Los vinos necesitan su propio espacio justo antes de ser consumidos. Cometeremos un error si un buen vino lo servimos en un recipiente pequeño ya que impediremos que los aromas puedan entrar por la nariz al tiempo de que introduce el líquido por la boca. El recipiente ideal es la copa, pero puestos a elegir, es mejor un vaso grande para un tinto que una copa pequeña. Del plástico ni hablamos…
Conoce las copas idóneas para beber diferentes tipos de vino.

 

# 2 Dejar que el vino gotee y manche la botella

El saliente que hay en el extremo del cuello de las botellas de vino se llama gollete. Sirve para sostener la cápsula, evitar que la presión del corcho rompa el cuello y resulta útil para hacer que caiga esa gota derramada cuando la botella está en horizontal, impidiendo que ésta se deslice por la botella manchando la etiqueta de la misma y el mantel. Existen multitud de artilugios para que esto no suceda. Los profesionales de la hostelería dan un rápido giro a la botella hacia la izquierda en cuanto deje de caer el líquido impidiendo que nada gotee.

 

#3 Servir los sedimentos del fondo de la botella

En contra de lo que muchos creen, el que una botella tenga sedimentos no quiere decir que se haya echado a perder. En el proceso de fermentación y crianza de un vino se generan partículas que muchas veces se han filtrado antes del llenado de la botella, pero que otras siguen apareciendo porque el vino tinto continúa evolucionando en el interior de la misma, especialmente en vinos añejos. Los sedimentos no son perjudiciales para la salud, pero no resulta agradable consumirlos con el vino; pueden afectar a su gusto y afean bastante su presencia. Si no tenemos un filtro a mano, debemos tener cuidado en no agitar la botella, y cuando estemos sirviendo el final de la misma, hacerlo lentamente sobre una fuente de luz para que, al trasluz, podamos ver cuándo debemos dejar de apurar la misma.

 

4# Llenar en exceso la copa

El protocolo y la estética recomiendan llenar la copa en su justa medida. Pero no todas las copas son iguales, por lo que su llenado debe ser diferente aunque en realidad la cantidad que se sirva acabe siendo parecida. Los vinos blancos y rosados que se sirven en copas más estrechas se pueden llenar de ⅓ a la mitad aproximadamente; lo mismo para vinos más jóvenes.
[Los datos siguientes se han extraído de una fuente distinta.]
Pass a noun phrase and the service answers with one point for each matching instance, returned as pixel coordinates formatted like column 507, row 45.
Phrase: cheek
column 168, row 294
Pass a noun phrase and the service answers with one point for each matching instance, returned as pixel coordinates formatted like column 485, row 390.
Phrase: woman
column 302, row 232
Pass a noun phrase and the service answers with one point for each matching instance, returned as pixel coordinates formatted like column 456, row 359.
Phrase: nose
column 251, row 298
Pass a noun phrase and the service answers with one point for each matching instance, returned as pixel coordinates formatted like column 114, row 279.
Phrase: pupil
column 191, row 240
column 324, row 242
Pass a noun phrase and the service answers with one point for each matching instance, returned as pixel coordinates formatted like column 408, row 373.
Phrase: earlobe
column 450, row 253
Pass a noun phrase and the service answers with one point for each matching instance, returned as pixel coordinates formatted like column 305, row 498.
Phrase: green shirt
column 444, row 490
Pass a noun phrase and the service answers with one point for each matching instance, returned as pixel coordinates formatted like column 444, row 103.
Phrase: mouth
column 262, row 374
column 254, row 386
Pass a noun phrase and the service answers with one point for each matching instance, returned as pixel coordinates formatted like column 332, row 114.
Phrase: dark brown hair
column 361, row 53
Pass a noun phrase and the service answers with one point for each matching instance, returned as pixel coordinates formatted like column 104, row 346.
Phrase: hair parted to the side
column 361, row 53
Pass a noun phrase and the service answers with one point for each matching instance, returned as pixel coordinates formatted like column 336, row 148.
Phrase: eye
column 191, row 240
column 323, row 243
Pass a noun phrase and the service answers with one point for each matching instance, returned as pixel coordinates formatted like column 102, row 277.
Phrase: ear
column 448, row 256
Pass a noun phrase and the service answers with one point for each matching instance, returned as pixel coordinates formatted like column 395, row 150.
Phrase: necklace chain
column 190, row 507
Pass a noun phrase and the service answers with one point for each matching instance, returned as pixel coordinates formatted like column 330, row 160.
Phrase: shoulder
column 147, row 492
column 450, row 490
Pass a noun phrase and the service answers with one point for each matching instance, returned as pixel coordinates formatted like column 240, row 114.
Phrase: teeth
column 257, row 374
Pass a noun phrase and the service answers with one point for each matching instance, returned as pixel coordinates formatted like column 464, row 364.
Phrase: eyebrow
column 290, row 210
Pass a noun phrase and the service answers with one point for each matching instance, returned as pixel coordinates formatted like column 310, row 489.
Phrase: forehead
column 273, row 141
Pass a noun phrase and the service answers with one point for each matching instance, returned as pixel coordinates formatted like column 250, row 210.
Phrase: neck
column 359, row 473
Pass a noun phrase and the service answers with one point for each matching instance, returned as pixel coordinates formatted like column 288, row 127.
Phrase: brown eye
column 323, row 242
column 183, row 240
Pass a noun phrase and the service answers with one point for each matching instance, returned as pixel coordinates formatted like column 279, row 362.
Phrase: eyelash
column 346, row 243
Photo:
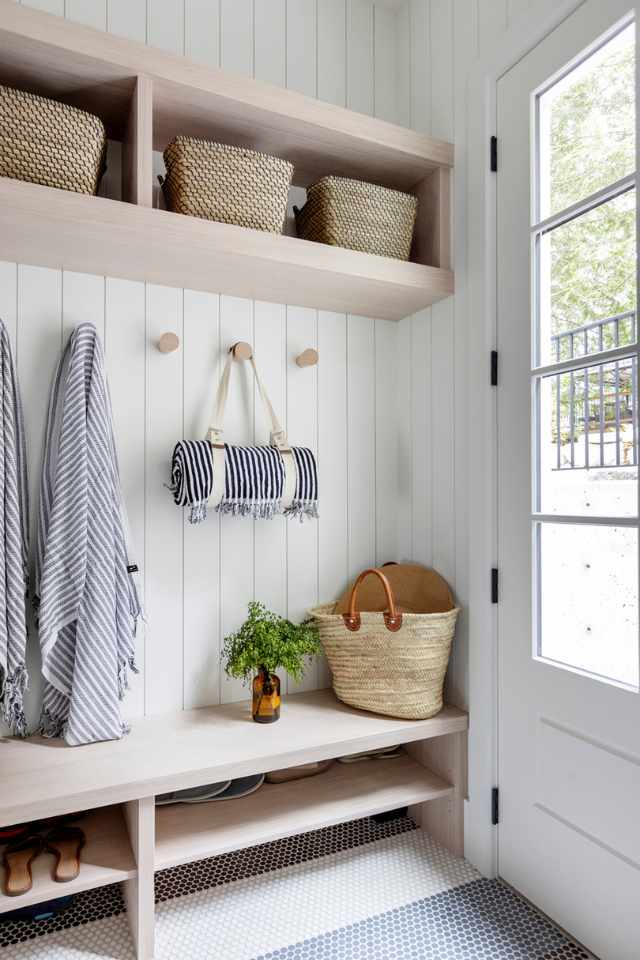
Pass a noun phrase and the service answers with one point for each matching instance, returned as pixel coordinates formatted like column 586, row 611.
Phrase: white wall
column 198, row 580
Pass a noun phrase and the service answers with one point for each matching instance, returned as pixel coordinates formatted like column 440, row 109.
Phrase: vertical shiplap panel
column 270, row 350
column 332, row 51
column 47, row 6
column 128, row 18
column 302, row 428
column 236, row 533
column 301, row 46
column 443, row 520
column 202, row 31
column 201, row 350
column 360, row 55
column 125, row 343
column 163, row 563
column 38, row 351
column 361, row 427
column 385, row 75
column 93, row 13
column 386, row 442
column 9, row 299
column 492, row 22
column 270, row 32
column 403, row 66
column 82, row 302
column 420, row 55
column 422, row 413
column 333, row 526
column 166, row 24
column 403, row 412
column 236, row 36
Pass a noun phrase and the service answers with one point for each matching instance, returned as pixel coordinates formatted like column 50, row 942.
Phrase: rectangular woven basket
column 358, row 216
column 216, row 181
column 43, row 141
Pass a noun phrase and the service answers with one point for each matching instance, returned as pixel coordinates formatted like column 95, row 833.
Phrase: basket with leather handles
column 389, row 659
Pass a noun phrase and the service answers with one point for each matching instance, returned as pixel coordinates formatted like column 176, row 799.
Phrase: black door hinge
column 495, row 806
column 494, row 584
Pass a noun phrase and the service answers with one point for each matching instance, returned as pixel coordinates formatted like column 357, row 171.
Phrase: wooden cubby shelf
column 146, row 97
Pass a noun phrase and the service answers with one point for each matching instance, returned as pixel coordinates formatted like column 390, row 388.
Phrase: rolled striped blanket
column 254, row 481
column 86, row 593
column 14, row 523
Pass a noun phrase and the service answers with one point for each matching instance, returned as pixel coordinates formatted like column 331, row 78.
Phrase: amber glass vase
column 266, row 697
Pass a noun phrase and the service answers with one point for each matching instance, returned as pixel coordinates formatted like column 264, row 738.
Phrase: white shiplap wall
column 198, row 580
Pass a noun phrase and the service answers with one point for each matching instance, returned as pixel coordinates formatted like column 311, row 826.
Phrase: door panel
column 569, row 708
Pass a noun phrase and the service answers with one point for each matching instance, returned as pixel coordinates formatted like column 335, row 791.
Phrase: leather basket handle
column 392, row 619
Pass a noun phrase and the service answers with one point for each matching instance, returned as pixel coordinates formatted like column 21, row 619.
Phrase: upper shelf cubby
column 146, row 97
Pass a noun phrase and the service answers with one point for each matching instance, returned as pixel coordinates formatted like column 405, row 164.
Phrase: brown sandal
column 17, row 859
column 65, row 843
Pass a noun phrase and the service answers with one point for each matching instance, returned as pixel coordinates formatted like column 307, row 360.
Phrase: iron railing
column 594, row 416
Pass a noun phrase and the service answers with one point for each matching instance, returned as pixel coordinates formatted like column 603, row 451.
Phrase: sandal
column 65, row 843
column 17, row 859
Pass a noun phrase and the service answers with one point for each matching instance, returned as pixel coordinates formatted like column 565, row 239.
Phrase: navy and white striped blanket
column 87, row 599
column 254, row 479
column 14, row 524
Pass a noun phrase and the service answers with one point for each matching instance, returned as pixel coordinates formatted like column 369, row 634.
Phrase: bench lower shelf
column 187, row 832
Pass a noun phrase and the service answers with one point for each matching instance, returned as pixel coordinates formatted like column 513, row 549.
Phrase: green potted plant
column 264, row 643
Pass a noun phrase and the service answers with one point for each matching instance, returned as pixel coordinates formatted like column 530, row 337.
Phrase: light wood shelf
column 146, row 97
column 186, row 749
column 106, row 858
column 187, row 832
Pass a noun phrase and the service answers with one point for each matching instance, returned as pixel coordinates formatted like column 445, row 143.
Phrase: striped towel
column 86, row 593
column 14, row 524
column 254, row 480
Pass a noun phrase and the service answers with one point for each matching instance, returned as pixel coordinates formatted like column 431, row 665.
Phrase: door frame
column 476, row 249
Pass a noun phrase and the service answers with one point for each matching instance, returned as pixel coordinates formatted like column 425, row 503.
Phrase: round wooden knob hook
column 168, row 342
column 308, row 358
column 242, row 350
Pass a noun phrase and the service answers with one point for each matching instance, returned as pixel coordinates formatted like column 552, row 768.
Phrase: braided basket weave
column 358, row 216
column 216, row 181
column 393, row 663
column 43, row 141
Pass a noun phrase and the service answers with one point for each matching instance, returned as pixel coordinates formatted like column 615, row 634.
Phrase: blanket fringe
column 13, row 713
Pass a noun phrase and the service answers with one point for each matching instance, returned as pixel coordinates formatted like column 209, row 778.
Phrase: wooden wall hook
column 308, row 358
column 242, row 350
column 168, row 342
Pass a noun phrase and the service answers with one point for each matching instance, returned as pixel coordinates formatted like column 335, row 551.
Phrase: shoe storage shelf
column 146, row 97
column 128, row 839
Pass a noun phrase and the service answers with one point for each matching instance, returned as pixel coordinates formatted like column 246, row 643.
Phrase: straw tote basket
column 215, row 181
column 389, row 662
column 43, row 141
column 358, row 216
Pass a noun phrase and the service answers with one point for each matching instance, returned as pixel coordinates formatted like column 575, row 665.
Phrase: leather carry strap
column 216, row 429
column 392, row 619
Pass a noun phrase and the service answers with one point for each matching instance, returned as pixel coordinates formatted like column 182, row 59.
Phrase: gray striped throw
column 14, row 523
column 87, row 599
column 254, row 479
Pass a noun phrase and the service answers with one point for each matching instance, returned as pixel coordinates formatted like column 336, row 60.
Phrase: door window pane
column 587, row 282
column 588, row 441
column 587, row 126
column 588, row 598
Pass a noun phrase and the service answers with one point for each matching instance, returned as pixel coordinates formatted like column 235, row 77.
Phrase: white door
column 569, row 705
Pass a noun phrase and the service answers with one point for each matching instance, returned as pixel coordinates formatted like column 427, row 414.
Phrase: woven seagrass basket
column 358, row 216
column 215, row 181
column 391, row 662
column 43, row 141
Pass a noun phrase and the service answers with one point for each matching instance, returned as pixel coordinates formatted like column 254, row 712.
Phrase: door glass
column 589, row 598
column 585, row 396
column 587, row 126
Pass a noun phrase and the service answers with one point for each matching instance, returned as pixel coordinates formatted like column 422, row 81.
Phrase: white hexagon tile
column 357, row 891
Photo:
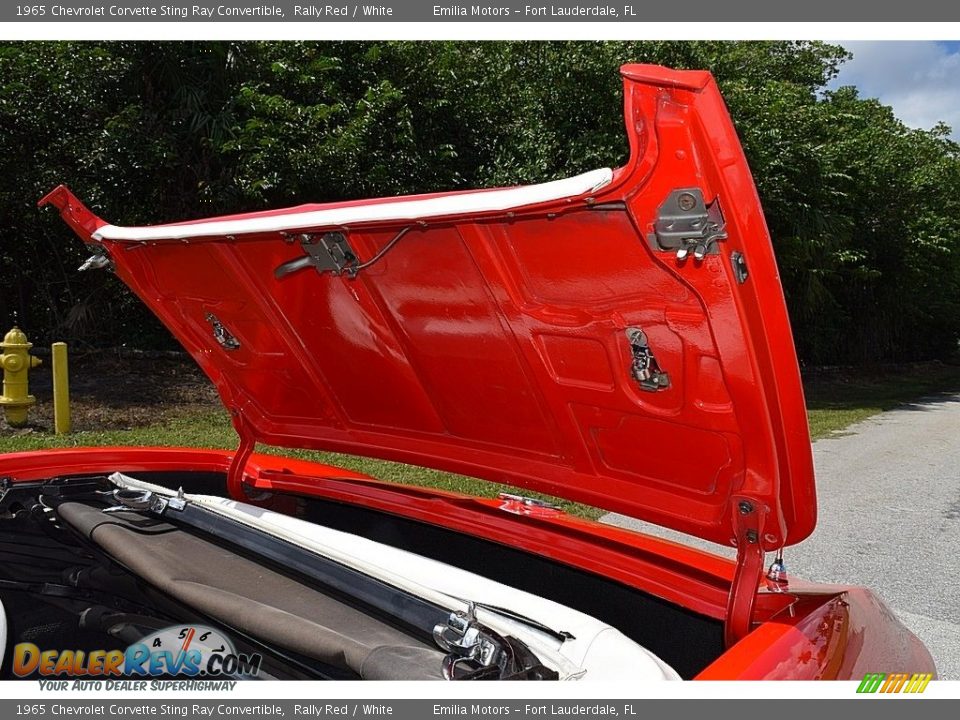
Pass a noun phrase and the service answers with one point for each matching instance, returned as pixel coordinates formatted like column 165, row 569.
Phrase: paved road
column 889, row 499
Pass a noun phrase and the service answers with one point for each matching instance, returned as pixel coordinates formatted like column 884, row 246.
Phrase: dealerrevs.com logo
column 894, row 683
column 190, row 651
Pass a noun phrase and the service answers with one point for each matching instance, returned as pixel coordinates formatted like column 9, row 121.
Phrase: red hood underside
column 496, row 342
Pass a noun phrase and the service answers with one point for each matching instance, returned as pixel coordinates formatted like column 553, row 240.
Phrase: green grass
column 839, row 399
column 834, row 402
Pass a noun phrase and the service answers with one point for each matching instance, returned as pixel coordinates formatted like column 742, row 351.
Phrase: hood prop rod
column 748, row 521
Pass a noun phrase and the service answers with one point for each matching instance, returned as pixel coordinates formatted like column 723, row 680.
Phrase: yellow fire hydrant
column 17, row 362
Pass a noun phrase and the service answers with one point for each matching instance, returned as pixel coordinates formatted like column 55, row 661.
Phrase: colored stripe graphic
column 894, row 683
column 871, row 682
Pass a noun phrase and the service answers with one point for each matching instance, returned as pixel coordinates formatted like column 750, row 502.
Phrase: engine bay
column 105, row 561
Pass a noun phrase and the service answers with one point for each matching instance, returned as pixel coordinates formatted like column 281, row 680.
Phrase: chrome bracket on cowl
column 687, row 225
column 465, row 641
column 749, row 517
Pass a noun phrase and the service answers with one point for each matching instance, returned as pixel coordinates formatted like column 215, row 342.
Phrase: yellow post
column 61, row 389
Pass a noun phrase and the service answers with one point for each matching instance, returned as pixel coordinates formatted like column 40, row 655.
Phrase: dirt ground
column 110, row 390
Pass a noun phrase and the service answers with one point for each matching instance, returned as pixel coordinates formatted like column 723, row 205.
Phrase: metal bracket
column 523, row 505
column 685, row 224
column 749, row 517
column 739, row 263
column 329, row 253
column 223, row 336
column 645, row 369
column 98, row 261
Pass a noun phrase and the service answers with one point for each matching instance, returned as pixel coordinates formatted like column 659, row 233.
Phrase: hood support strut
column 748, row 520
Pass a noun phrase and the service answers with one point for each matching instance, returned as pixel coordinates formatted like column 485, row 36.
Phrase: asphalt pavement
column 889, row 519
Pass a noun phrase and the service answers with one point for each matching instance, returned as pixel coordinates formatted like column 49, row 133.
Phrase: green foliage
column 863, row 211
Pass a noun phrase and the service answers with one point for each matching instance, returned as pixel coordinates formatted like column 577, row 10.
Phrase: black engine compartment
column 61, row 590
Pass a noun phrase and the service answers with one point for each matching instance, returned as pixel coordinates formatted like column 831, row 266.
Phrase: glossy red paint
column 494, row 344
column 808, row 632
column 828, row 634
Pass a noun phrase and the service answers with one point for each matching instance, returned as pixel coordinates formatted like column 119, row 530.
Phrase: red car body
column 625, row 345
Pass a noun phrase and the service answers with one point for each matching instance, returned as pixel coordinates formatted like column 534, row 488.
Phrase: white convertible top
column 594, row 650
column 387, row 209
Los vinos tintos de crianza, o reservas deben servirse en copas anchas con lo que servir un cuarto de la misma o menos es suficiente. Se debe dejar espacio para los aromas que desprendemos al girar y mover la copa.

 

5# Si tienes invitados, dejar que lo prueben primero

En los restaurantes suelen preguntar quién va a probar el vino antes de que se sirva al resto de la mesa, generalmente suele hacerlo o el más experimentado o el anfitrión o el que vaya a pagar la cuenta si lo hubiere. El objetivo es que ninguno de los invitados se lleve la desagradable sorpresa de probar un vino en malas condiciones. En casa debemos hacer lo mismo, servir en nuestra copa una pequeña cantidad para comprobar que está en buenas condiciones, antes de servir a nuestros invitados.